Amazon Prime’s introduction to the plethora of Premier League broadcasters wasn’t universally successful. As any internet streaming service finds, it can be tough to both attract and appease a customer base when clear and smooth web connection is required. On Tuesday night, Twitter was awash with angry consumers bemoaning the picture quality and inability for the match to be seen without constant buffering. Amazon have taken a giant leap by offering Premier League football exclusively on a streaming service, and it’ll be interesting to see how it develops over coming seasons.
For all the research and evidence suggesting that conventional television is becoming obsolete, it isn’t really the case for football. Amazon and Netflix continue to grow, as does YouTube, which the likes of Sky Sports are using more effectively by putting highlights of all Premier League games on for free access. But when it comes to live games, a loyal fanbase still tune in to Sky and BT Sport. Competition from the internet is not the biggest roadblock to greater success of these channels though. Rather, it is the broadcasting restrictions in place on a Saturday afternoon.
Between 2:45pm and 5:15pm, no live football can be shown anywhere in the United Kingdom and it has been that way since the 1960s. While the reasoning for this rule’s original introduction was sound enough – to combat low attendances at lower league and local grounds in case supporters stayed at home to watch on the TV – it has been rendered completely outdated. Not only do the broadcasters have a monopoly on the rights and how much they charge, but with ticket prices escalating right down the divisions, ordinary supporters are being priced out of watching the game they love at every turn. Football is cutting its nose off to spite its face.
With the two existing packages for English top-flight football, as well as the Champions League and Europa League, fans already must pay a four-figure annual sum. Amazon are dipping their toes in the water, showing two full rounds of the Premier League in, both well away from the ‘blackout’ restriction. Although a free month-long trial does technically mean their full coverage is accessible without expenditure, a full yearly subscription costs around £80.
Their pitch is nothing new; Eleven Sports attempted to offer packages for Spain’s La Liga and Italy’s Serie A, but the lack of option to watch it on the TV in the most comfortable setting was a contributing factor in the failure to attract subscribers. The project lasted less than a year. What has worked, though, is the main TV players utilising their own streaming services, such as Sky Go as well as quick highlight reels, meaning fans can watch at home and on the move. That is the real competition for the new kid on the block.
Despite having a lot of weight behind them, it is difficult to see Amazon truly breaking Sky and BT’s shared broken dominance, at least in the short-term. But the manner in which they introduced themselves did make fans sit up and take notice. Rather than opting for yet another weekend slot, which would see them get lost in among their rivals, they have decided to televise 20 games in big chunks, offering viewers their dream scenario. Sky and BT have both seen the benefit of multiple match choice from their European and Football League coverage, but it was always likely to reach another level when done with the Premier League.

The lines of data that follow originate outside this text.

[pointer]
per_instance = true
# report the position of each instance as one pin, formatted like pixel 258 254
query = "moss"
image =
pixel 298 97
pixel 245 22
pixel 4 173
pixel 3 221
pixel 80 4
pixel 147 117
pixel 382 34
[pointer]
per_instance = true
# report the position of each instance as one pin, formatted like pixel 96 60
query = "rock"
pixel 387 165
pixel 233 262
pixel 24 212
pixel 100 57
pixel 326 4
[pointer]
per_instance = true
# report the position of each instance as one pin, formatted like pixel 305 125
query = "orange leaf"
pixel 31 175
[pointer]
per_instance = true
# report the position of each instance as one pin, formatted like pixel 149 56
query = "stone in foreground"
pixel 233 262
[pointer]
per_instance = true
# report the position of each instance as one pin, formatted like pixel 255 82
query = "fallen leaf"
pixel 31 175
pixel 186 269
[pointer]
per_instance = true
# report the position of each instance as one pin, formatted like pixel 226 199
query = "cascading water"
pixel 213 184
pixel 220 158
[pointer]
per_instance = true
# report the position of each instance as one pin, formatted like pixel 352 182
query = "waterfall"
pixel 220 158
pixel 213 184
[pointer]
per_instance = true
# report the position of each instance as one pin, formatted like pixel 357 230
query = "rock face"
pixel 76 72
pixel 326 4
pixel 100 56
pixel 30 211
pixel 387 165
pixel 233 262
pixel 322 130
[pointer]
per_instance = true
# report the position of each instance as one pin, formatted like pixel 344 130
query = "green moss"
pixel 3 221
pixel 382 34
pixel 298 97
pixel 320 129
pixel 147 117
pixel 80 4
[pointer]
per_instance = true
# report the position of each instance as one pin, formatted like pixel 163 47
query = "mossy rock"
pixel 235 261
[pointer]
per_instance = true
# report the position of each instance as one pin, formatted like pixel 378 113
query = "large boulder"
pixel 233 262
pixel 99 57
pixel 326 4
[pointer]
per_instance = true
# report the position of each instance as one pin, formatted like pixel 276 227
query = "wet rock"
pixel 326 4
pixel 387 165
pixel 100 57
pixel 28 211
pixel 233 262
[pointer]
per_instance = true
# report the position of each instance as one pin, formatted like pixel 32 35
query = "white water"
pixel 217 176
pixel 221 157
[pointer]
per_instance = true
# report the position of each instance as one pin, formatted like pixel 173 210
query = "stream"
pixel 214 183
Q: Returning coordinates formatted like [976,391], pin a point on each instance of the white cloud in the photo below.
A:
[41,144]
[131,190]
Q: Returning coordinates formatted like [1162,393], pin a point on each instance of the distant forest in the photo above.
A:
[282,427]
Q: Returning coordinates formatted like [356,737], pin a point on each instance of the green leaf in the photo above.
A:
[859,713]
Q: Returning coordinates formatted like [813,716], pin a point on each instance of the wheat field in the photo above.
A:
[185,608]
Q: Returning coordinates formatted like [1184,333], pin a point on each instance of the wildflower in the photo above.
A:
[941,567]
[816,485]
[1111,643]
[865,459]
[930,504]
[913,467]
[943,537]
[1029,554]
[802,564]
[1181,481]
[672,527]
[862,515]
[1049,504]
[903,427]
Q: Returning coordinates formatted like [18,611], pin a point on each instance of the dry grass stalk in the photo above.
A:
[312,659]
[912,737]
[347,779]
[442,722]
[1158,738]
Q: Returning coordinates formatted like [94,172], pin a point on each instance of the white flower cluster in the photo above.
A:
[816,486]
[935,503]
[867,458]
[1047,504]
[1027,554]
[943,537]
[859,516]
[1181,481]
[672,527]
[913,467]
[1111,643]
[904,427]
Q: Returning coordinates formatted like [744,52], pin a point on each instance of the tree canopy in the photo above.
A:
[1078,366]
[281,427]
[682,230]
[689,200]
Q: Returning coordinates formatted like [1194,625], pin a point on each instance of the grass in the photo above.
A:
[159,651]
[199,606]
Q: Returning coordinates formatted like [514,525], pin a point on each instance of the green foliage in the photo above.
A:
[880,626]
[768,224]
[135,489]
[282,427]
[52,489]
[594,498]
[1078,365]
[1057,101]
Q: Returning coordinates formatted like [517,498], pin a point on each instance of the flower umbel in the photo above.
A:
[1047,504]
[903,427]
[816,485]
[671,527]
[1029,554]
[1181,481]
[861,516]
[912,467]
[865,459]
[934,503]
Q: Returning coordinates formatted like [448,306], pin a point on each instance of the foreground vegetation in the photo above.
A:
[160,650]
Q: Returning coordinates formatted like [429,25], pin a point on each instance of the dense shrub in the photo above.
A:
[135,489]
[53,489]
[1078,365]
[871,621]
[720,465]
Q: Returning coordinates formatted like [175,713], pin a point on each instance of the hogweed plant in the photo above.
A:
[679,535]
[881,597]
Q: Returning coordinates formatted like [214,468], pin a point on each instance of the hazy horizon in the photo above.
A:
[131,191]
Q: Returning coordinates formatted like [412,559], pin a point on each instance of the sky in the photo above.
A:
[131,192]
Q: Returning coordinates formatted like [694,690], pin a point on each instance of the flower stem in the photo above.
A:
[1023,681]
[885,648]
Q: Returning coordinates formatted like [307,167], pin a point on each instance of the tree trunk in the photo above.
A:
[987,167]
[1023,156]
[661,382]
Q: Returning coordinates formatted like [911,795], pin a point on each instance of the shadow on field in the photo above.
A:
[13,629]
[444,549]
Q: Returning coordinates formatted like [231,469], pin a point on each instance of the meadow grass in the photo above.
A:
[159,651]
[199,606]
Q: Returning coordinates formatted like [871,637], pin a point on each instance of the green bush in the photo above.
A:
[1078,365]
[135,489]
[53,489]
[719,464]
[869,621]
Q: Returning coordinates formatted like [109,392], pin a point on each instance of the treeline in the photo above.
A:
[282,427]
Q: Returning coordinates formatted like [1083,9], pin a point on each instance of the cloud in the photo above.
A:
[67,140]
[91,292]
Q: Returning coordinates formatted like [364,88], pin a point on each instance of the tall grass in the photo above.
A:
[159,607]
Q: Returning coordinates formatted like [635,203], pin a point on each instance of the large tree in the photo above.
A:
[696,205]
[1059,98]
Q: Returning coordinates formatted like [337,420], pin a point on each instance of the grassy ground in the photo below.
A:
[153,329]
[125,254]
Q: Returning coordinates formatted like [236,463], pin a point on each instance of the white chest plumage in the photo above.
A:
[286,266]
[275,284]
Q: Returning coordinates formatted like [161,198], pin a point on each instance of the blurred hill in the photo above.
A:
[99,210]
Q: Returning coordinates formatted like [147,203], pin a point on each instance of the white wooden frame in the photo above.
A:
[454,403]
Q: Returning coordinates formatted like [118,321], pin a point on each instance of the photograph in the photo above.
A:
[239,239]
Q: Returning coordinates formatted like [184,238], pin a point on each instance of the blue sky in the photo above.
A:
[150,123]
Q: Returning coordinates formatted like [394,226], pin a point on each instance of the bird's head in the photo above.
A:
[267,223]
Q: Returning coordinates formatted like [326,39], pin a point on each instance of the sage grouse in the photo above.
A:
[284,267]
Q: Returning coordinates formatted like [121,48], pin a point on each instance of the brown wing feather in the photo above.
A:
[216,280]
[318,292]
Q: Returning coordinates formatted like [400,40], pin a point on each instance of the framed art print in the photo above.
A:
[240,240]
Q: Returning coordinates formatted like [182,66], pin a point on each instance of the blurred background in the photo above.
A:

Whether Amazon can take on the establishment and win remains to be seen, but they have already made clear something many people had already been saying: the ‘blackout’ rule should be abolished. It is pre-historic and doesn’t even protect what it was supposed to anymore. Attendances are barely affected by TV coverage, if at all, while institutional programmes such as Match of the Day aren’t under threat from the new wave of highlight videos from Sky, available at the earliest convenience once the injunction is lifted on a Saturday, and they wouldn’t be by every game being televised. Sitting down at 10:30pm on a weekend evening is a tradition to lots of people, just as heading to the County Ground for Swindon vs Exeter is. To suggest they attract the kind of audience they do simply because Manchester City aren’t on TV is insulting.
Football fans overseas have much more instant access to the Premier League than those in the UK. NBC Sports in the United States, for example, offers up a similar match choice feature that has worked so well this week for Amazon, and as a result, people here are considering and accessing illegal streams of that coverage here. Clubs and associations everywhere are rightly opposing piracy in football, but it is completely counterintuitive to then charge extortionate ticket prices and restrict viewing times. Many people are losing touch with their favourite sport, but the irony about the rise against modern football is that the biggest problem is actually one of the oldest.
Like anything in life, football must move with the times. Streaming-only services have failed before, and while Smart TVs mean watching games on Amazon is as easy as watching on any ‘regular’ channel, connection issues and the fact it is another expense may count against it. On New Year’s Day, BT Sport will televise multiple Premier League games simultaneously, and it will only add to the calls for that setup to become a weekly occurrence.
If anything proves football is purely about business these days, it is the way it is broadcast. Kick-off times are moved without any thought for supporters and the money it costs to watch those matches is too much for many to accept. It has resulted in the growth of illegal streaming: the true modern legacy of the Saturday 3pm ‘blackout’ rule. The Premier League earns over £2bn from television rights alone, and the strange thing is, making every match available would gain them even more and give football back to the fans. It is time everybody moved into the 21st century.